The lawsuit, which seeks class action status, was brought by current and former Charlotte School of Law students in December, shortly after the law school was placed on probation by the ABA and the Department of Education pulled federal loan money for CSL students. Based on court records, three other lawsuits filed against Charlotte School of Law are pending in the U.S. District Court for the Western District of North Carolina, and all of them are assigned to Mullen.

“Plaintiffs make a feeble attempt in their opposition brief to tie the Sterling Defendants to their claims by vaguely citing their conduct related to the longterm financing and strategic goals of InfiLaw and the for-profit law school that it owned and operated in Charlotte, North Carolina,” Mullen notes in his order (PDF) for Krebs v. Charlotte School of Law (PDF). “Plaintiffs then, in a roundabout way, point to an allegation in the complaint that Sterling Entities were present at Charlotte School of Law after the Department of Education’s lack of recertification occurred as proof of sufficient connections.”

Those allegations are conclusory, Mullen wrote, and they don’t meet existing case law standards that Sterling Entities has any sort of control over Charlotte School of law beyond long-term financing.

A motion to dismiss InfiLaw as a defendant is pending.

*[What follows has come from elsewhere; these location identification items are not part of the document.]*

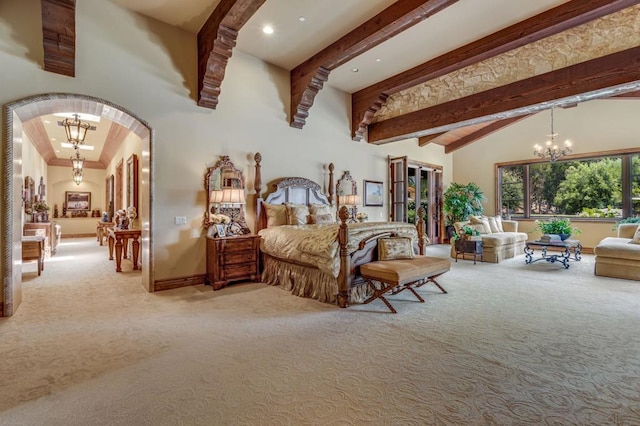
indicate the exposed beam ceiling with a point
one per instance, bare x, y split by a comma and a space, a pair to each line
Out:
366, 102
59, 36
308, 78
216, 41
481, 132
513, 99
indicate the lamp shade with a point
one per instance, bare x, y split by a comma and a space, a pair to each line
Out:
350, 200
216, 196
233, 196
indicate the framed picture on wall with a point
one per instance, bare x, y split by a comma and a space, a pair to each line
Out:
77, 201
373, 193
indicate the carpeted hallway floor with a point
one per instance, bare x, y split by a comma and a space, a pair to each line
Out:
510, 344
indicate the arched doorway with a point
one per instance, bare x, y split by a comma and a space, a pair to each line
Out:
15, 114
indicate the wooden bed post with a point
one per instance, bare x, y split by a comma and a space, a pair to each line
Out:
344, 279
257, 185
421, 234
330, 197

Filed in May, the motion (PDF) argues that the court lacks personal jurisdiction over InfiLaw, headquartered in Florida, and Don Lively, the former Charlotte School of Law president also named as a defendant. Lively now heads Arizona Summit Law School, another InfiLaw school.

The law school also faces a civil fraud investigation from the North Carolina attorney general’s office. In June the University of North Carolina’s Board of Governors committee, which handles state authorization and licensure for nonpublic, post-secondary degree-granting institutions, found that the law school was not in compliance with state standards regarding financial resources, planning or stability. As a condition of its state license, Charlotte School of Law must submit an ABA-approved teach out or remedial plan no later than Aug. 10.

In response, Charlotte School of Law released a statement (PDF) describing the UNC decision as “largely positive.” The statement claimed that it planned to continue pursuing participation in the federal loan program, and its ABA accreditation.